One show (a non-Waiver SRO black hit at the Beverly Theatre which L.A.’s white community didn’t even hear about until it had apparently left town) was the touring “Diary of Black Men.” It scorched home the point that black men must use black womanhood to help make them men enough to win back their black women. Now there’s a message, regardless of race.

Another strong theme in our rounds burst out of an otherwise uneven production of playwright John Hans Menkes’ “The Last Inquisitor” at the Fig Tree Theater. In essence, the play said, “Don’t ask how the Holocaust could have happened--look in the mirror.”

Artistically, three shows knocked me out: the contemporary Greek parlor room comedy on the discourse of love, “Plato’s Symposium” at the Powerhouse; “Early Tennessee” (early Tennessee Williams’ one-acts, also at the Powerhouse) and a bewitching solo piece, “Alligator Tails,” in the colloquially rich, swamp-tongue of performance artist Jan Munroe.

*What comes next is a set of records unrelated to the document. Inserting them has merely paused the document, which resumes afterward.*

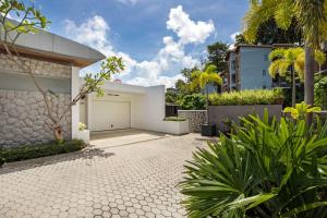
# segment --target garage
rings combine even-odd
[[[95,99],[92,107],[92,131],[121,130],[131,128],[130,101]]]

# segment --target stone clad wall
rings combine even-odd
[[[7,63],[7,64],[5,64]],[[36,61],[32,60],[32,64]],[[1,71],[21,73],[17,66],[0,59]],[[39,61],[35,74],[56,78],[70,78],[71,66]],[[53,111],[60,113],[64,105],[70,104],[70,94],[58,94],[53,100]],[[45,143],[53,140],[53,133],[46,123],[46,107],[43,96],[37,90],[10,90],[0,87],[0,146],[12,147]],[[62,121],[64,137],[71,137],[71,112]]]
[[[206,110],[179,110],[179,117],[186,118],[189,120],[190,132],[199,133],[201,125],[206,122]]]
[[[38,61],[24,58],[27,64],[32,65],[35,75],[44,75],[60,78],[71,78],[71,66],[48,61]],[[23,70],[13,61],[9,61],[4,55],[0,56],[0,71],[13,71],[23,73]]]

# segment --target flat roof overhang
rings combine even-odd
[[[15,33],[12,33],[12,37],[14,35]],[[80,68],[88,66],[106,58],[101,52],[88,46],[45,31],[36,34],[22,34],[15,45],[23,56],[69,63]]]

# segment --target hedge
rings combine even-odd
[[[72,140],[58,144],[56,142],[38,145],[24,145],[12,148],[0,148],[0,166],[1,162],[13,162],[27,160],[38,157],[47,157],[52,155],[77,152],[85,148],[83,141]]]
[[[175,121],[175,122],[181,122],[185,121],[186,119],[183,117],[167,117],[164,119],[164,121]]]
[[[253,89],[209,96],[213,106],[279,105],[282,104],[283,98],[281,89]]]

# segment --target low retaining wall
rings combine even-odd
[[[206,122],[206,110],[178,110],[179,117],[189,120],[189,129],[191,133],[201,132],[201,125]]]
[[[281,105],[251,105],[251,106],[209,106],[209,123],[216,124],[217,131],[226,131],[226,120],[239,122],[239,117],[246,117],[251,113],[257,113],[263,117],[265,108],[269,116],[281,117]]]
[[[172,135],[184,135],[190,133],[189,120],[185,121],[164,121],[162,132]]]

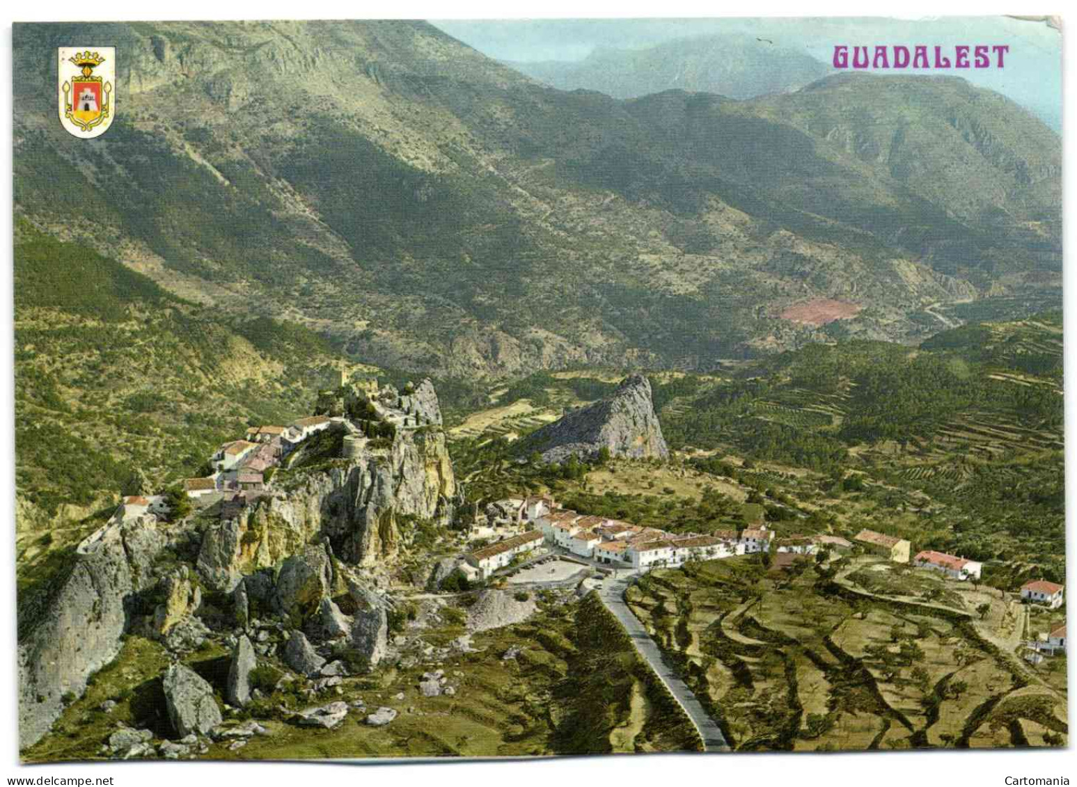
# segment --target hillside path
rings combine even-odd
[[[640,619],[632,614],[631,608],[625,602],[625,590],[634,577],[629,574],[619,578],[610,578],[602,582],[599,588],[599,598],[606,608],[614,614],[621,626],[628,631],[628,636],[639,651],[640,656],[651,665],[651,669],[658,675],[658,679],[666,685],[674,699],[684,708],[684,712],[691,719],[699,736],[703,740],[704,751],[729,751],[729,744],[726,736],[722,734],[718,725],[710,717],[703,705],[696,699],[691,689],[677,677],[673,669],[662,659],[662,652],[658,649],[655,641],[647,634]]]

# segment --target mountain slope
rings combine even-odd
[[[65,546],[59,531],[46,531],[73,526],[76,537],[120,493],[197,474],[213,447],[248,425],[309,414],[338,369],[305,328],[222,320],[114,261],[18,225],[20,572]]]
[[[600,47],[578,62],[508,62],[561,90],[639,98],[672,88],[754,98],[788,93],[829,73],[810,55],[751,36],[701,36],[643,50]]]
[[[79,39],[127,53],[90,142],[41,67]],[[917,338],[1060,281],[1059,139],[960,80],[626,102],[412,22],[18,26],[15,73],[20,215],[382,366],[709,368],[817,338],[802,300]]]

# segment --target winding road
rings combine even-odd
[[[722,729],[711,718],[703,705],[696,699],[691,689],[677,677],[676,672],[662,659],[662,652],[658,649],[655,641],[647,634],[643,623],[632,614],[625,602],[625,590],[633,579],[632,574],[618,578],[607,578],[599,588],[599,598],[606,608],[614,614],[620,624],[628,631],[628,636],[640,656],[651,665],[651,669],[658,675],[658,679],[670,690],[684,712],[691,719],[699,736],[703,740],[704,751],[729,751],[729,744],[726,736],[722,734]]]

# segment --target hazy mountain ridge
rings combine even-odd
[[[55,123],[40,66],[72,37],[130,53],[92,142]],[[854,300],[850,331],[901,338],[941,327],[909,320],[927,304],[1059,278],[1058,137],[960,80],[625,102],[423,23],[22,26],[15,43],[17,212],[372,363],[705,367],[810,338],[777,319],[797,300]]]
[[[830,72],[814,57],[751,36],[700,36],[646,48],[599,47],[579,61],[506,61],[562,90],[639,98],[672,88],[754,98],[788,93]]]

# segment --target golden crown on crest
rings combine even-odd
[[[82,75],[89,76],[94,72],[96,66],[100,66],[104,62],[104,58],[97,52],[90,52],[86,50],[85,52],[76,52],[74,55],[68,58],[75,66],[82,67]]]

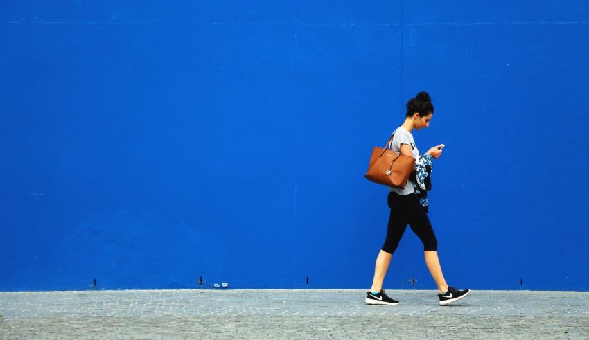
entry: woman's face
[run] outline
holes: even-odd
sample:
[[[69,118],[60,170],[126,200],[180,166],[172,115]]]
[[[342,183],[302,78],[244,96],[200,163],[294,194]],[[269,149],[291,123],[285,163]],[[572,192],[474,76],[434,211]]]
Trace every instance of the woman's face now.
[[[419,114],[414,114],[413,118],[415,120],[415,128],[421,130],[424,127],[430,127],[430,120],[432,120],[433,116],[434,114],[431,112],[428,116],[423,117],[420,116]]]

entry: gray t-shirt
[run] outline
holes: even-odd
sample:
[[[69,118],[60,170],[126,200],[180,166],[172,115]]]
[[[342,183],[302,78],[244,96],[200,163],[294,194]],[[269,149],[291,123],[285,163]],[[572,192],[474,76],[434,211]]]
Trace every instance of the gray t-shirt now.
[[[407,144],[411,147],[411,152],[413,153],[413,156],[419,156],[419,150],[417,150],[417,146],[415,145],[415,141],[413,140],[413,135],[411,132],[405,129],[404,127],[399,127],[394,132],[393,141],[391,143],[391,150],[393,152],[401,153],[401,145]],[[413,182],[407,181],[405,185],[405,188],[399,189],[397,188],[391,188],[391,191],[394,191],[399,195],[409,195],[415,192],[413,188]]]

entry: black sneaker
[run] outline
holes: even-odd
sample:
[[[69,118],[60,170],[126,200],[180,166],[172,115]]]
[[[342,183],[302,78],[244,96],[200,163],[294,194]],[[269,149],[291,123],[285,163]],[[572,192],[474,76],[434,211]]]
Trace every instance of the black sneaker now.
[[[440,298],[440,305],[445,305],[454,301],[457,301],[464,296],[468,295],[471,289],[458,290],[453,287],[448,287],[448,292],[443,294],[438,294]]]
[[[366,294],[368,295],[366,297],[366,303],[367,305],[398,305],[399,302],[396,300],[393,300],[389,298],[387,293],[385,292],[383,289],[380,289],[380,292],[378,292],[378,294],[374,295],[370,292],[367,292]]]

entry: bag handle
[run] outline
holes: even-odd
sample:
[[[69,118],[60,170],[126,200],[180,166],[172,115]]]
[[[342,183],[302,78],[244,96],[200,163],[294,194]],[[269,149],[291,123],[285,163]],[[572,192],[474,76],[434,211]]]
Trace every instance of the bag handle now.
[[[387,144],[385,144],[385,147],[383,147],[383,152],[380,152],[380,154],[378,156],[379,157],[380,156],[383,156],[383,154],[385,154],[385,152],[387,150],[392,150],[392,148],[391,147],[391,144],[392,144],[392,143],[393,143],[393,136],[394,135],[395,135],[395,133],[393,132],[393,134],[391,135],[391,138],[389,138],[389,140],[387,141]],[[396,161],[396,159],[395,159],[395,161]],[[394,163],[394,161],[393,161],[393,163]]]

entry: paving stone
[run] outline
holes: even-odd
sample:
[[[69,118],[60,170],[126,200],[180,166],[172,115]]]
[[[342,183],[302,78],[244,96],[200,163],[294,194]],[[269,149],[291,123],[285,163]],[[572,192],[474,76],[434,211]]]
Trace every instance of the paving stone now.
[[[589,339],[589,292],[127,290],[0,292],[1,339]]]

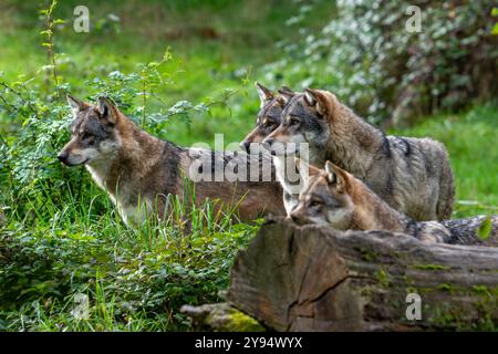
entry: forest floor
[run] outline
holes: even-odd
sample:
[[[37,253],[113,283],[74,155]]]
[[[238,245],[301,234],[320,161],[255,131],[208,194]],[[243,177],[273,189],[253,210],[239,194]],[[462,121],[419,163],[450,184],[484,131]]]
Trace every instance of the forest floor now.
[[[0,14],[3,79],[35,77],[42,86],[46,75],[40,67],[48,59],[41,23],[30,4],[11,2],[14,6]],[[71,18],[71,3],[64,3],[60,17]],[[166,122],[162,137],[185,146],[212,145],[215,134],[224,134],[226,145],[240,142],[259,110],[253,82],[264,83],[266,64],[286,55],[278,42],[294,35],[284,23],[297,8],[271,7],[269,1],[230,6],[199,1],[194,11],[181,1],[172,1],[167,10],[158,1],[141,9],[129,3],[120,12],[120,22],[108,15],[117,1],[98,4],[100,27],[90,34],[75,34],[70,24],[55,32],[60,74],[72,93],[85,98],[85,81],[113,71],[136,71],[137,63],[159,60],[169,48],[173,60],[160,70],[170,80],[157,88],[162,104],[206,102],[227,88],[234,95],[208,115]],[[157,11],[167,11],[166,23],[157,22]],[[323,12],[310,27],[319,29],[330,18]],[[300,82],[287,82],[286,73],[279,74],[286,84],[302,88]],[[147,110],[153,113],[157,107],[151,102]],[[456,180],[453,217],[498,214],[498,107],[476,103],[465,112],[419,122],[387,133],[429,136],[446,145]],[[2,136],[22,129],[21,125],[0,115]],[[179,306],[218,300],[237,250],[258,230],[259,221],[221,220],[224,225],[214,226],[214,220],[199,220],[188,237],[174,232],[152,237],[151,230],[127,229],[95,186],[85,192],[92,197],[69,197],[64,205],[55,199],[46,202],[44,217],[35,222],[29,222],[37,218],[33,215],[0,220],[0,331],[188,330]],[[51,199],[50,190],[45,198]],[[6,215],[15,208],[8,200],[0,199]],[[95,210],[96,201],[103,210]],[[74,316],[77,294],[89,299],[87,319]]]

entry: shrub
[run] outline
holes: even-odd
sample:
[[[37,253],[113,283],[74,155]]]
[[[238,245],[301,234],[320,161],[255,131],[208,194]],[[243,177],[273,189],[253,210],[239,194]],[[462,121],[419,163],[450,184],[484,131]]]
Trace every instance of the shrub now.
[[[422,32],[405,29],[409,6],[422,10]],[[331,7],[334,19],[320,34],[300,29],[303,42],[284,45],[292,64],[284,59],[272,69],[284,79],[301,79],[304,86],[334,91],[376,122],[405,123],[438,110],[459,110],[498,93],[491,9],[490,1],[339,0]],[[301,21],[302,14],[289,23],[299,27]]]

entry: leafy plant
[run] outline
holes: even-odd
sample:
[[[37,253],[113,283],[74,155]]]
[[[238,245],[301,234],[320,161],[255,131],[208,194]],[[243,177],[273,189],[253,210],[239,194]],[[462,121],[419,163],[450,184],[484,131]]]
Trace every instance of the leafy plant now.
[[[314,1],[317,7],[321,1]],[[421,31],[406,30],[406,9],[421,9]],[[289,21],[304,33],[284,43],[288,58],[270,66],[303,86],[328,87],[373,122],[401,124],[498,93],[498,38],[487,1],[338,0],[319,34],[299,28],[310,4]],[[298,64],[295,64],[298,62]]]

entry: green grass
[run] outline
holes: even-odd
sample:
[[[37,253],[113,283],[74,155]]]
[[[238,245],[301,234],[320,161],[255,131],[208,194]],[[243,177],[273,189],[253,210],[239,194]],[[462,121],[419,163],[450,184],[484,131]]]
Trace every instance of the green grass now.
[[[427,117],[424,123],[390,133],[429,136],[449,152],[455,174],[456,204],[453,218],[498,214],[498,107],[479,104],[463,114]]]
[[[137,63],[159,60],[167,48],[174,60],[159,70],[169,80],[157,87],[160,101],[151,100],[148,113],[179,100],[210,102],[222,97],[226,88],[236,92],[209,113],[194,114],[188,121],[172,118],[160,129],[153,129],[181,145],[212,145],[215,133],[224,134],[226,144],[239,142],[259,110],[252,82],[266,82],[263,65],[284,58],[276,43],[298,38],[284,25],[299,8],[288,1],[196,0],[187,6],[175,0],[167,4],[151,1],[147,7],[135,1],[125,6],[85,2],[95,23],[103,23],[101,29],[77,34],[65,25],[55,32],[59,73],[75,95],[89,95],[89,80],[113,71],[136,72]],[[50,76],[40,71],[48,59],[40,45],[42,27],[33,3],[10,0],[0,13],[0,67],[9,82],[34,77],[31,84],[46,95],[53,86]],[[64,1],[56,17],[70,19],[76,3]],[[163,18],[154,15],[159,11]],[[105,22],[111,12],[122,19],[118,33]],[[303,25],[312,31],[332,15],[330,4],[323,4],[313,22]],[[203,32],[206,29],[216,35]],[[299,73],[279,75],[282,82],[301,88]],[[139,105],[141,98],[134,103]],[[50,101],[46,105],[56,106]],[[390,133],[430,136],[447,146],[457,187],[454,217],[498,214],[498,150],[494,148],[498,106],[476,104],[465,113],[421,121],[417,126]],[[20,117],[0,112],[0,134],[9,143],[29,128]],[[63,169],[56,164],[53,152],[68,132],[59,133],[58,126],[50,132],[56,133],[56,146],[50,147],[53,156],[44,156],[43,164],[52,168],[54,177],[45,181],[40,175],[31,184],[15,185],[23,188],[22,202],[12,199],[7,179],[0,184],[0,330],[188,330],[179,306],[219,300],[217,292],[228,285],[237,250],[253,237],[258,223],[217,217],[208,205],[188,216],[193,220],[189,233],[172,225],[148,222],[138,231],[131,230],[84,169]],[[22,150],[17,158],[24,158]],[[0,160],[0,178],[7,175]],[[75,320],[71,314],[76,294],[89,296],[89,320]]]

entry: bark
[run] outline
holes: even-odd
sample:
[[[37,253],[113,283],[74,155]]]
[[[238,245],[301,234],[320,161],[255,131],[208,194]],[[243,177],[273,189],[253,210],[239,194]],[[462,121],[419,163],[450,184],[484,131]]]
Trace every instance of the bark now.
[[[406,316],[416,314],[409,293],[421,320]],[[277,331],[497,330],[497,299],[498,248],[281,220],[239,252],[227,293]]]

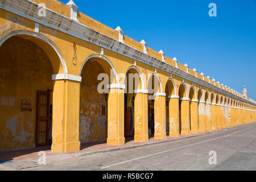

The East West Players continued to impress with both traditional (“Chikamatsu’s Forest”) and realistic (“The Gambling Den”) fare. The Cast premiered a sublime charmer, “Stooplife,” and the Melrose Theater promisingly launched its Eugene O’Neill Theater Festival with a rarely staged and autobiographical O’Neill curiosity, “Before Breakfast” (1916). L.A. Waiver is cooking a lot of the time.